Perazzetti candidato, è scontro «Vuole scappare». «Solo gossip»

Il Pd contro il sindaco in corsa per il Senato con FdI: «Non sa difendere il paese, pensa al partito» La replica: «Accusa strumentale». E sulla lite con D’Anteo: «Getta fango senza fare nomi, ora basta»
CITTÀ SANT’ANGELO. La candidatura al Senato del sindaco di Città Sant’Angelo Matteo Perazzetti con Fratelli d’Italia riapre la polemica: l’opposizione angolana accusa il primo cittadino di «scarso interesse verso la comunità e di fuga dalle proprie responsabilità». E lui replica: «Polemica da gossip».
IL PD ACCUSA «Se è vero che una sua eventuale elezione potrebbe portare solo vantaggi al territorio, noi ci chiediamo a beneficio di chi», dicono i consiglieri del Partito democratico Catia Ciavattella, Antonio Melchiorre, Patrizia Longoverde e Mauro Patrizii. Che poi insistono: «Perazzetti non è stato in grado di rappresentare Città Sant’Angelo nella sola Provincia di Pescara, figuriamoci in Parlamento. L’unica cosa che potrebbe fare sono gli interessi di Fratelli d’Italia». Quindi proseguono: «Sino ad ora, nella sua veste di sindaco, l’intera cittadinanza ha potuto constatare tanta smania di protagonismo, autoreferenzialismo e molta incoerenza e questa sua candidatura è sintomo di menefreghismo perché correre per il Senato, a prescindere dall’appartenenza politica, quando la propria maggioranza è risicata, è da considerarsi una vera fuga dalle proprie responsabilità».
LITE SU FACEBOOK Tra i vari passaggi fatti dagli esponenti del Pd c’è anche un riferimento a un botta e risposta tra il primo cittadino e il consigliere Lucio D’Anteo, che in un post su Facebook ha gettato ombre su alcuni consiglieri comunali definendoli «incompatibili» e utili a mantenere in vita la maggioranza. «A quanto detto», dice il Pd, «va aggiunto l’indegno scontro social, con scambi di accuse gravissime, avute dallo stesso sindaco con il consigliere Lucio D’Anteo, dal quale poi apprendiamo di ombre sulla sua risicata maggioranza, per una presunta ineleggibilità e incompatibilità di due consiglieri componenti dell’attuale maggioranza». Tra le altre cose, il Pd contesta anche la gestione degli spazi da riservare ai comizi in vista dell’imminente campagna elettorale, avvenuta a detta degli esponenti «con troppa foga e senza coinvolgere il consiglio».

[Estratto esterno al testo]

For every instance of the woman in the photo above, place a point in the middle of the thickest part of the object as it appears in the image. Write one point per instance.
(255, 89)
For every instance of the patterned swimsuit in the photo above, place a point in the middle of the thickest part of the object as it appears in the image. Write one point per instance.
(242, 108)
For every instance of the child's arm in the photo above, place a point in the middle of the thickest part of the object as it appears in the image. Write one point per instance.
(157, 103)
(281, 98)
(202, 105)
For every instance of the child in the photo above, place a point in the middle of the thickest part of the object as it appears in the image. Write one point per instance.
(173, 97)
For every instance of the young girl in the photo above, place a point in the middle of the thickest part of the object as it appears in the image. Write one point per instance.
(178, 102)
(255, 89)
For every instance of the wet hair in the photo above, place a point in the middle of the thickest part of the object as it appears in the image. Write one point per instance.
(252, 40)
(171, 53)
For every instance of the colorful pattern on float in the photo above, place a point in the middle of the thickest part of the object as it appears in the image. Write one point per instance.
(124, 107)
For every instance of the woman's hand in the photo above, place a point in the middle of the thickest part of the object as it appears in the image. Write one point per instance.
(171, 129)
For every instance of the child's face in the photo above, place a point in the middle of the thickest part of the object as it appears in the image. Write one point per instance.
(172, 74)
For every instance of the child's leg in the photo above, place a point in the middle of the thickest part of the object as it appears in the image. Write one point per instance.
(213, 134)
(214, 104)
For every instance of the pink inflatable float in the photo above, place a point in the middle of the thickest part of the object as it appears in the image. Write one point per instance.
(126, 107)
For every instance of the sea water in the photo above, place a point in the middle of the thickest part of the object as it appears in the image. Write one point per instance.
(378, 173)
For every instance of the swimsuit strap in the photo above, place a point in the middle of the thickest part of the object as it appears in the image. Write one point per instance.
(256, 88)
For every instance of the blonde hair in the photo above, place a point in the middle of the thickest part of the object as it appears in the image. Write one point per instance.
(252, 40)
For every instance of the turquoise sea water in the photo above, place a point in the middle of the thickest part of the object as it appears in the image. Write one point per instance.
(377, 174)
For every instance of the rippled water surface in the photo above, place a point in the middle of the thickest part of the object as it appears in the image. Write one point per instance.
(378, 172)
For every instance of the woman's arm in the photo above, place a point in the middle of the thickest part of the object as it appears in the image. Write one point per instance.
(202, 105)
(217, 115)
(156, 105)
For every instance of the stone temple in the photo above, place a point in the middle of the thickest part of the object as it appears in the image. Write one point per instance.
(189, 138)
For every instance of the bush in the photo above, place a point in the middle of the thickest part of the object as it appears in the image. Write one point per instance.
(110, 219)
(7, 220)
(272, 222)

IL SINDACO RISPONDE Perazzetti però appare imperturbabile davanti alle accuse mosse dai suoi detrattori. Definisce quella del Pd «una polemica da gossip» e un’accusa strumentale e poi spiega: «La necessità di doversi attaccare a un post del consigliere D’Anteo, che getta fango sulla maggioranza senza però fare nomi o fornire prove la dice lunga sulla pochezza di argomentazioni in possesso della minoranza», replica il sindaco. Che poi torna a soffermarsi proprio sull’acceso botta e risposta con il consigliere D'Anteo: «Lanciare il sasso per poi nascondere la mano non è un bel gesto. In un post, lui parla della presenza di consiglieri incompatibili. Bene, se ha informazioni precise e prove certe faccia i nomi e si esponga. Altrimenti in questo modo si getta solo fango nel mucchio. Io non so a chi lui si riferisca: gli uffici hanno controllato e ricontrollato dopo le elezioni e non sono emerse problematiche sugli eletti. Tuttavia, come ho già detto, se lui sa qualcosa che gli altri non sanno faccia quello che ritiene opportuno fare».